TM job has no output (tomogram number not found in wedge list) but the job is still running
I sumbitted a TM job and it was running for an hour without producing any output. Here is the error message:
Exception: Traceback (most recent call last):
File "/mpcdf/soft/SLE_15/packages/skylake/gapstop-tm/gcc_12-12.1.0-impi_2021.11-2021.11.0/0.3/lib/python3.10/site-packages/pandas/core/indexes/base.py", line 3805, in get_loc
return self._engine.get_loc(casted_key)
File "index.pyx", line 167, in pandas._libs.index.IndexEngine.get_loc
File "index.pyx", line 196, in pandas._libs.index.IndexEngine.get_loc
File "pandas/_libs/hashtable_class_helper.pxi", line 2606, in pandas._libs.hashtable.Int64HashTable.get_item
File "pandas/_libs/hashtable_class_helper.pxi", line 2630, in pandas._libs.hashtable.Int64HashTable.get_item
KeyError: 62
The above exception was the direct cause of the following exception:
Traceback (most recent call last):
File "/mpcdf/soft/SLE_15/packages/skylake/gapstop-tm/gcc_12-12.1.0-impi_2021.11-2021.11.0/0.3/lib/python3.10/site-packages/gapstop/template_match.py", line 205, in _run_tm
inp = setup(params, n_tiles, random_seed)

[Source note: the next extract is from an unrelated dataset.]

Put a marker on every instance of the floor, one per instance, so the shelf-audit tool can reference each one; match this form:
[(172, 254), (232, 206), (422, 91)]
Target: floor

File "/mpcdf/soft/SLE_15/packages/skylake/gapstop-tm/gcc_12-12.1.0-impi_2021.11-2021.11.0/0.3/lib/python3.10/site-packages/gapstop/setup.py", line 28, in setup
pixelsize = (wedgelist.loc[params["tomo_num"]]["pixelsize"]
File "/mpcdf/soft/SLE_15/packages/skylake/gapstop-tm/gcc_12-12.1.0-impi_2021.11-2021.11.0/0.3/lib/python3.10/site-packages/pandas/core/indexing.py", line 1191, in __getitem__
return self._getitem_axis(maybe_callable, axis=axis)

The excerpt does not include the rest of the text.